L'Académie des lettres du Québec honore Pierre Vadeboncoeur

Le sauveur de l'esprit

Livres - 2008



En 1946, Borduas disait de l'art vivant qu'il est «une invention totalement neuve dans sa forme sensible, donc dans la matière qu'elle apporte à l'intelligence». C'est à cette enseigne familière que j'aimerais parler de votre oeuvre en évoquant ce qu'elle apporte à l'intelligence, ce qu'elle apporte aussi à la compréhension même de l'intelligence.

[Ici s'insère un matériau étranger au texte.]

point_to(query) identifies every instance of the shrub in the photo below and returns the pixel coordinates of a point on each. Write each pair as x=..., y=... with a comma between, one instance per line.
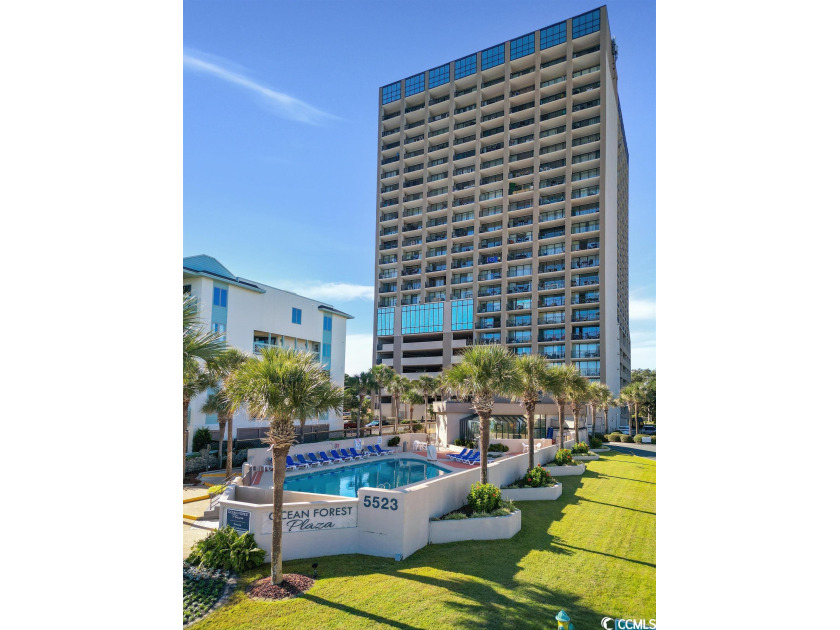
x=484, y=497
x=455, y=516
x=564, y=458
x=227, y=549
x=201, y=438
x=538, y=477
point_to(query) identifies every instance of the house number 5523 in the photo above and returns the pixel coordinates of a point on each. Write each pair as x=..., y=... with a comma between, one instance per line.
x=380, y=502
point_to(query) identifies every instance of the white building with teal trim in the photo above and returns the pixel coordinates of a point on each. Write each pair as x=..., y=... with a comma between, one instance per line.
x=253, y=315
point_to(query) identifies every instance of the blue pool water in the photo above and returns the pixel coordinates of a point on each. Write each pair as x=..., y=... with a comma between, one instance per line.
x=346, y=480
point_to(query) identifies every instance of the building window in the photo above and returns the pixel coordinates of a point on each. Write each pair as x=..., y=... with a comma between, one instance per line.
x=522, y=46
x=415, y=84
x=465, y=67
x=422, y=318
x=586, y=23
x=552, y=35
x=385, y=321
x=439, y=76
x=462, y=315
x=492, y=56
x=391, y=93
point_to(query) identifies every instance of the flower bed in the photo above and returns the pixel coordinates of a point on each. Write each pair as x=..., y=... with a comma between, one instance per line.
x=488, y=528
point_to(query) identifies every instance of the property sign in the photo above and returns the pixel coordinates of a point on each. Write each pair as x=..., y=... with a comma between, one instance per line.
x=314, y=517
x=240, y=520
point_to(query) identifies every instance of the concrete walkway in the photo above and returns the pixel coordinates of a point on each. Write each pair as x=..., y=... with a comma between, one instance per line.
x=640, y=450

On aura compris que, chez vous, cette intelligence n'est surtout pas raison raisonnante; la raison est seconde, après l'intuition, après l'emportement du coeur que l'art a toujours si bien alimenté dans vos essais.
La place privilégiée faite à l'art dans vos écrits remonte au moins à votre texte de 1947 sur les dessins de votre ami Gabriel Filion. Et si Borduas a apporté «la minute de vérité de notre histoire», c'est parce que pour lui et pour vous l'art «est un acte vrai», qu'il est fait «d'actes spirituels absolument vrais et n'ayant pas d'intérêts à ne pas l'être». L'art est «dignité absolue» avez-vous écrit dans Les Deux royaumes.

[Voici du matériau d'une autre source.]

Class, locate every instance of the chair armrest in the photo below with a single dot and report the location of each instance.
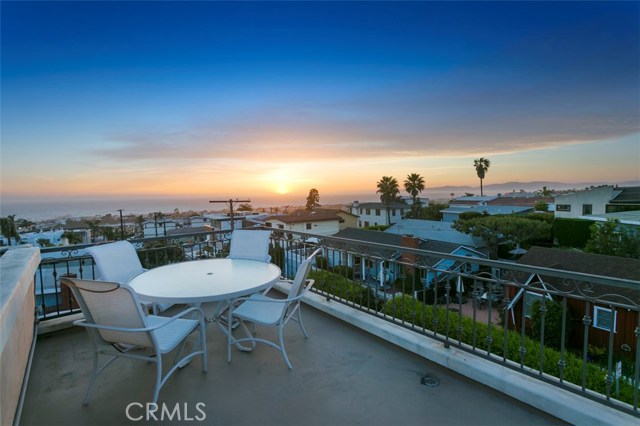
(84, 323)
(310, 283)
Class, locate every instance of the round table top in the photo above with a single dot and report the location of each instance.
(201, 281)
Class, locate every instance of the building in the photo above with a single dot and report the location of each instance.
(625, 321)
(375, 213)
(383, 272)
(598, 201)
(436, 231)
(320, 221)
(452, 214)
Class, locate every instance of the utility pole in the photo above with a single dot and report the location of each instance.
(230, 202)
(121, 225)
(155, 220)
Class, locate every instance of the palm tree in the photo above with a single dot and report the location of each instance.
(94, 227)
(481, 165)
(8, 228)
(388, 190)
(414, 185)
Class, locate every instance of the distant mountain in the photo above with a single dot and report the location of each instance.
(502, 188)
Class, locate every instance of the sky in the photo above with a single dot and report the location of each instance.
(251, 99)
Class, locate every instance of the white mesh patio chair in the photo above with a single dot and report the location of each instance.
(119, 327)
(118, 262)
(263, 310)
(250, 244)
(245, 244)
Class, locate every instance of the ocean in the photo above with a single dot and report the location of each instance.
(40, 210)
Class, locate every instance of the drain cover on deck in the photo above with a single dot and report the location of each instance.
(429, 380)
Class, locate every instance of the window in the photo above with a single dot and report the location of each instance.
(529, 298)
(602, 318)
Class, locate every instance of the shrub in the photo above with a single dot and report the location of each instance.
(407, 309)
(343, 271)
(552, 323)
(571, 232)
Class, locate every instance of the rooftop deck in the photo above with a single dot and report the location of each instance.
(341, 376)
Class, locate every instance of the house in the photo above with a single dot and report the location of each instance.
(158, 228)
(377, 270)
(598, 201)
(436, 231)
(471, 200)
(451, 214)
(625, 321)
(319, 221)
(375, 213)
(522, 198)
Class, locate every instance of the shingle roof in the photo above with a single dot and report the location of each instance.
(434, 230)
(302, 216)
(588, 263)
(628, 195)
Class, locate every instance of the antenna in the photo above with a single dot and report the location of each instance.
(229, 203)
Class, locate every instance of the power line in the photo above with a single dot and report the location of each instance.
(229, 203)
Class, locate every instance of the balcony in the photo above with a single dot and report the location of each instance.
(377, 354)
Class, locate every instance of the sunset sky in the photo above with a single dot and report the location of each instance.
(249, 99)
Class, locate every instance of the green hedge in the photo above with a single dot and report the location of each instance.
(345, 289)
(412, 311)
(572, 232)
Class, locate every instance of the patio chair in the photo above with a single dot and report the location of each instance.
(248, 244)
(118, 262)
(118, 327)
(270, 312)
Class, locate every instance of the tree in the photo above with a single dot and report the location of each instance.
(312, 200)
(139, 225)
(541, 206)
(495, 230)
(94, 227)
(8, 228)
(388, 190)
(43, 242)
(433, 211)
(72, 237)
(552, 323)
(414, 185)
(482, 166)
(613, 239)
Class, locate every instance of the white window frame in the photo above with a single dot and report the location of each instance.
(597, 310)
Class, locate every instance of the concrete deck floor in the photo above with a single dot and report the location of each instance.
(341, 376)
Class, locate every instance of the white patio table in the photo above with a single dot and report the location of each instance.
(201, 282)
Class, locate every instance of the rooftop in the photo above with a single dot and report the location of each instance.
(341, 376)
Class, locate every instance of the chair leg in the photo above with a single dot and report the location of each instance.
(156, 391)
(203, 346)
(284, 352)
(304, 331)
(94, 374)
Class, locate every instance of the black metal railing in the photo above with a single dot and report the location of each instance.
(576, 331)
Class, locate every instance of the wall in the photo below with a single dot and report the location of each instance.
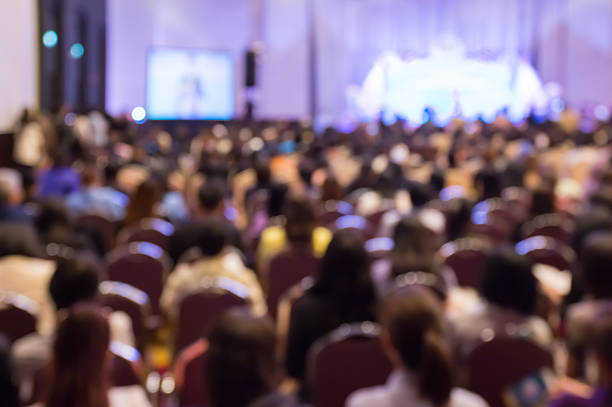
(19, 67)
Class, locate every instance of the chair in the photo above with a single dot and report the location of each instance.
(348, 359)
(286, 270)
(151, 230)
(546, 250)
(552, 225)
(501, 362)
(466, 257)
(134, 302)
(105, 227)
(142, 265)
(18, 316)
(199, 310)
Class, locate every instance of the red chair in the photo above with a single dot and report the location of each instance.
(18, 316)
(466, 257)
(546, 250)
(348, 359)
(286, 270)
(104, 226)
(134, 302)
(142, 265)
(552, 225)
(151, 230)
(199, 310)
(502, 362)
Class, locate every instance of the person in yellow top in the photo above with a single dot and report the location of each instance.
(220, 265)
(299, 229)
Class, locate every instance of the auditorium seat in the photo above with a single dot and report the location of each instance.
(199, 310)
(18, 316)
(348, 359)
(142, 265)
(150, 230)
(466, 257)
(495, 365)
(546, 250)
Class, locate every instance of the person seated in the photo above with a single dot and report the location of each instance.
(79, 374)
(509, 292)
(22, 271)
(211, 206)
(97, 198)
(11, 197)
(582, 317)
(601, 344)
(343, 292)
(242, 356)
(412, 337)
(299, 229)
(219, 260)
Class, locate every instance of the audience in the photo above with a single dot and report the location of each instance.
(413, 339)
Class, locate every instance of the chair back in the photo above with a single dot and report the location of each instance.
(466, 257)
(142, 265)
(502, 362)
(348, 359)
(199, 310)
(546, 250)
(151, 230)
(134, 302)
(286, 270)
(18, 316)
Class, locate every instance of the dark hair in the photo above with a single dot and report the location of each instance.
(78, 374)
(276, 200)
(596, 261)
(142, 202)
(19, 239)
(211, 194)
(241, 362)
(413, 320)
(75, 280)
(300, 220)
(508, 281)
(211, 237)
(9, 390)
(344, 277)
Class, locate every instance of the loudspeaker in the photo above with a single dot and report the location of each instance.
(251, 67)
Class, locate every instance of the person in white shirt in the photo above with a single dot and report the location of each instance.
(413, 340)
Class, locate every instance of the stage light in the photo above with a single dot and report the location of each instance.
(139, 114)
(77, 51)
(50, 39)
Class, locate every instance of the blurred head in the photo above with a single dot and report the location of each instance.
(9, 390)
(241, 363)
(210, 197)
(11, 188)
(75, 280)
(300, 220)
(19, 239)
(413, 338)
(211, 237)
(344, 277)
(142, 202)
(508, 282)
(596, 262)
(79, 375)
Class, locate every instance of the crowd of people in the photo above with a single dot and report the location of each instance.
(370, 216)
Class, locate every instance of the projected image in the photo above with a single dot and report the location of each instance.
(190, 85)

Dans votre pensée, c'est l'intuition créatrice plus que la seule raison qui est à la source non d'une attitude de refus global, mais du choix toujours renouvelé d'une ligne du risque. C'est ce parti pris pour le risque, pour l'essai qui s'esquisse en s'essayant et qui cherche «toujours sa vérité prochaine» qui vous a fait voir le parti net à prendre, qui vous a fait voir comment une cité libre devait être libre, autrement. C'est ce sens pascalien du pari qui vous a fait comprendre, qui nous fait comprendre les changements qui s'opèrent vers 1960. Vous l'avez écrit: «Nous nous sommes mis à être libres et créateurs, comme cela s'était passé pour la peinture.»

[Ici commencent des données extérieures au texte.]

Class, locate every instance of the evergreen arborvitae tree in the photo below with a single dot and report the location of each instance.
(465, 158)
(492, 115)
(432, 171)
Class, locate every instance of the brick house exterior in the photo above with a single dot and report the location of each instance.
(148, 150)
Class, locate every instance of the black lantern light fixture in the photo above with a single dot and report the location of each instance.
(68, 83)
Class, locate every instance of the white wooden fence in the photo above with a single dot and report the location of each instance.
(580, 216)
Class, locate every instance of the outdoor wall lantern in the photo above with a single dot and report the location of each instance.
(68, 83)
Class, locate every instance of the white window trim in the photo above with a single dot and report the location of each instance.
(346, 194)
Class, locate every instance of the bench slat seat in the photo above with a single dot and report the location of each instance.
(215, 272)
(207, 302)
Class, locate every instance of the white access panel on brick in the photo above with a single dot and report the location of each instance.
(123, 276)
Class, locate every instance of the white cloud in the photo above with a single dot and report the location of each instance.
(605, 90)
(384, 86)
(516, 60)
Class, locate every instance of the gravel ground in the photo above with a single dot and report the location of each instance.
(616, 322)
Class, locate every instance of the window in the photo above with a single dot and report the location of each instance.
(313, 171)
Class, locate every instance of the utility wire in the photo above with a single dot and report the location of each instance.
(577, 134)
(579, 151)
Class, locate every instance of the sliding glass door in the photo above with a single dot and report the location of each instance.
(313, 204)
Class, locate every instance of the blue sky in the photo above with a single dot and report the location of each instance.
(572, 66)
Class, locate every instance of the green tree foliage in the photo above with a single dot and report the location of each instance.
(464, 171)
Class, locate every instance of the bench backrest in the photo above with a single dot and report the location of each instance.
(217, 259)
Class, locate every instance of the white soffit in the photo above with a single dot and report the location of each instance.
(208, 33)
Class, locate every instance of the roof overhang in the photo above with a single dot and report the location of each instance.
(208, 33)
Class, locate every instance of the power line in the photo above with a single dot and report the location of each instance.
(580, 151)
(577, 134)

Déjà, l'inconnu ne vous faisait pas peur et une autre méthode rendait possible «un saut subit dans l'inconnu». Borduas, Parti pris, RIN, MLF: même combat, même emportement dans le geste, dans l'action. «Comme cela s'était passé pour la peinture... » Y a-t-il vraiment eu deux royaumes?
Indépendances
L'oeuvre de l'écrivain finit très tôt par lui échapper; le lecteur en fait un puits inépuisable. C'est l'historien qui prend ici le risque de comprendre votre apport à l'intelligence, mieux à l'esprit. L'art est vrai parce que fait «d'actes spirituels», avez-vous écrit. Vous faites commencer «notre histoire spirituelle» avec Borduas, par un combattant radical plutôt que par Saint-Denys Garneau, un combattant apparemment vaincu.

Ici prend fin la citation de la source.